The studies on collaborative care for depression were also severely limited in terms of addressing medical or psychiatric comorbidities. No evidence is available from these studies on collaborative care for bipolar disorder or psychosis, because these patients were nearly universally excluded. Patients with subthreshold depression were also usually excluded, although one of the studies later found evidence of positive effects among these patients (Wells 2005). Only a few studies included patients with substance abuse. Among the studies that included a broader group of patients, intervention protocols most likely specified referring patients with severe psychiatric comorbidities for mental health specialty care (e.g., RAND 2000). Thus, no conclusions can be drawn from this review on collaborative care for primary care patients with medical or psychiatric comorbidities.

This study identified only 28 studies out of 1464 that met full inclusion criteria, and less than half of these were published in the last five years. Previous collaborative care literature syntheses have netted 30 to 40 includes, but have included more heterogeneous groups of interventions and evaluations. New methods for achieving the necessary improvements in depression care may well be identified in future reviews.


While collaborative care models for depression vary, careful analysis of model features shows that a core set of characteristics is linked to better results. This set is robust across qualitative and quantitative analyses, and does not seem to be biased by links to particular evaluation design features (e.g., the design feature of randomization at the patient level is distributed across all levels of care model impact).

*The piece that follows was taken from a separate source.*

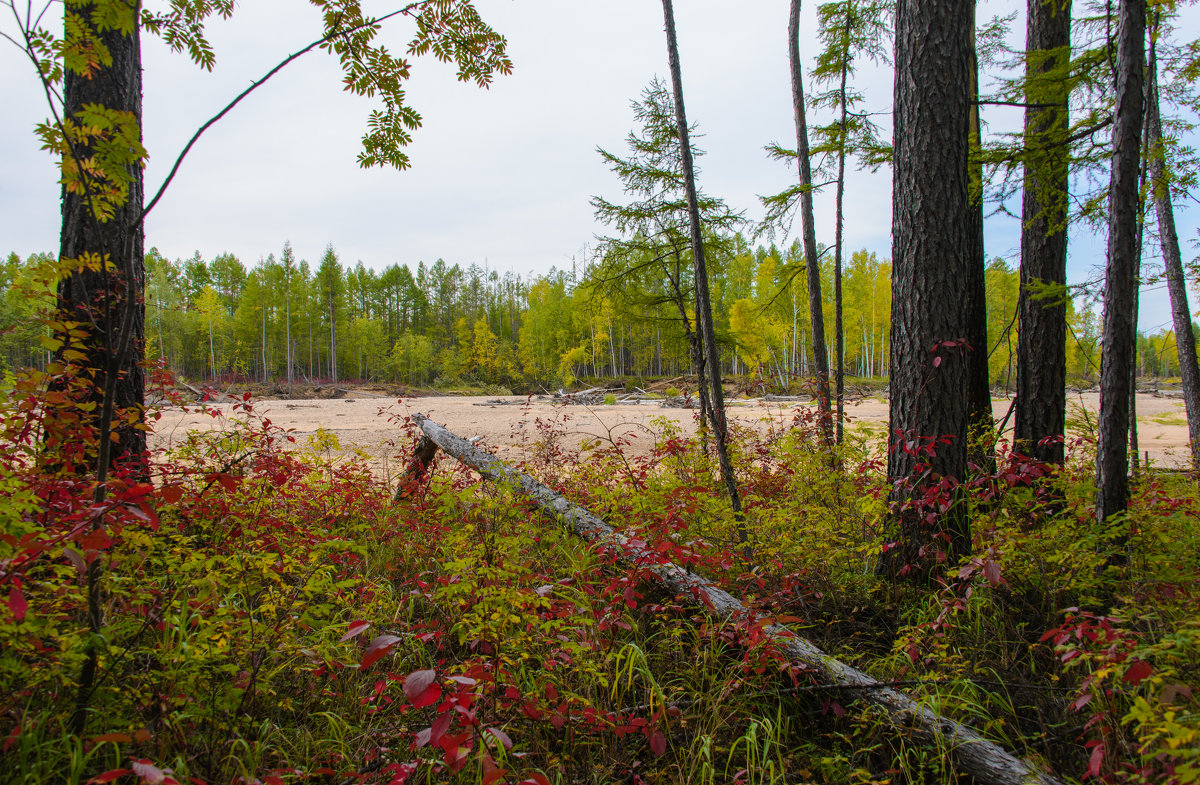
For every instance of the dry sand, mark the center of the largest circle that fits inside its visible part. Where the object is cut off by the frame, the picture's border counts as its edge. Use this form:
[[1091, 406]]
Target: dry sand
[[361, 423]]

In addition to the core variables, active patient self management support appears to characterize the set of very high impact studies. These finding are sufficiently strong to support recommendations to sites intending to implement collaborative care for depression.

Guidelines for sites intending to implement collaborative care for depression should identify primary care and mental health specialty clinician involvement; care manager assessment of symptoms at baseline and follow-up using a structured instrument; care manager follow-up assessment of treatment adherence; and active follow-up for at least 16 weeks as core features of current evidence-based models. Guidelines should further recommend inclusion of active self-management support, such as elements of patient activation, cognitive behavioral or problem-solving therapy, or motivational techniques, for additional improvement in outcomes.